Le sue opere si atteggiano come vere e proprie “frequenze” di suoni, “vibrazioni” di strumenti musicali, e griglie di spartiti . L’opera appare come la registrazione visiva delle onde formate dal suono di uno strumento musicale.
L’artista compone le tele come il compositore “scrive” la sua musica: musica per gli occhi, musica dell’anima.
L’intera opera presente in mostra si suddivide in tre serie che corrispondono a tre “momenti” musicali:
“the Frequency series”, “the Grid series” e “the Light series” ,come afferma Williamson, sono focalizzate su particolari “momenti” musicali quali le armonie, il movimento delle corde e le tonalità musicali.
…. “ i movimenti della melodia musicale (….di Greg Walter), ricchi e profondi, sono bilanciati dalla composizione in sé e dalle tonalità di colore nell’opera pittorica”, che, aggiungerei, risulta così permeata di sonorità .
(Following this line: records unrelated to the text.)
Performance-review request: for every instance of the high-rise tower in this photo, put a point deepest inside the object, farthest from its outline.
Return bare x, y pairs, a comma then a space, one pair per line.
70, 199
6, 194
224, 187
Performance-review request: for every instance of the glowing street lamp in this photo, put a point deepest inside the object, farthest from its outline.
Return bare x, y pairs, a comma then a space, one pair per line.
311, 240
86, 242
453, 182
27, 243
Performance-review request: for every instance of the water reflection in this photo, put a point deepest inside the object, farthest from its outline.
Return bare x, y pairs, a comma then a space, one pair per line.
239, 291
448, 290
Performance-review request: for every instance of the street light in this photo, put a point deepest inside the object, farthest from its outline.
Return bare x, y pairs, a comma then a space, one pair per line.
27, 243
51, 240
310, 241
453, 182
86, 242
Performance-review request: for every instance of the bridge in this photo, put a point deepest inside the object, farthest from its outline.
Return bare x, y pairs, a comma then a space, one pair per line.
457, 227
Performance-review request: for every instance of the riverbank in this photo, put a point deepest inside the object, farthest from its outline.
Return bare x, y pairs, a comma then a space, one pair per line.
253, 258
Parliamo così di “Polifonia” di un’opera pittorica vale a dire di una molteplicità di suoni che vengono visualizzati e resi visibili su una tela attraverso la sapiente calibratura di effetti tonali e compositivi; le cromie che si sovrappongono sul campo pittorico, in uno ad una gestione della luce proveniente dal retro e dal basso,che, come afferma Williamson, risulta più di reminiscenza chiaroscurale che derivante dalla lezione del movimento Californiano Light and Space, si risolvono in un sapiente gioco di alternanze che corrispondono alla resa tonale delle note che si susseguono nella composizione musicale.
Imprescindibile, quindi, dal presente contesto pittorico, la musica si atteggia come una melodia dipinta su tela e conferisce allo spettatore un’esperienza sensoriale completa e complessa.
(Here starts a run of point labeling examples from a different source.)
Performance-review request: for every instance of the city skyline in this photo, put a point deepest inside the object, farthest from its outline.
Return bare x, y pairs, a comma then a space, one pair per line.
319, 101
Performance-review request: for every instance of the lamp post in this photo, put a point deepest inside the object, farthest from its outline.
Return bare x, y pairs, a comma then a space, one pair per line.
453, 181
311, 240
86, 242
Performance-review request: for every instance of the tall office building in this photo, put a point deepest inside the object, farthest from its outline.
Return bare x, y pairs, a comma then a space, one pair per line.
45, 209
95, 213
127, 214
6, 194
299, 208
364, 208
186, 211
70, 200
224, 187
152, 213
La linearità orizzontale dei fondi, le quadrature delle “griglie” della composizione pittorica di base vengono ripetute quasi a formare una trama che conferisce ordine alla composizione : ma quest’ordine viene poi scompigliato e scompaginato da un’esplosione di colpi luce che fanno vibrare l’opera come le corde degli strumenti vibrano sotto la mano del musicista.
I contorni sfocati e sfuggenti, la luce che li pervade dal retro, i colpi di luce sferzanti che invadono la composizione danno l’immagine di una sinfonia nell’atto della sua realizzazione.
Il senso di straniamento, di perdita di consapevolezza del qui e adesso che pervade lo spettatore al cospetto della visione diventa il mezzo per “ascoltare” l’opera , per “sentire” la sua musica, la sua melodia e abbandonarsi completamente ad essa.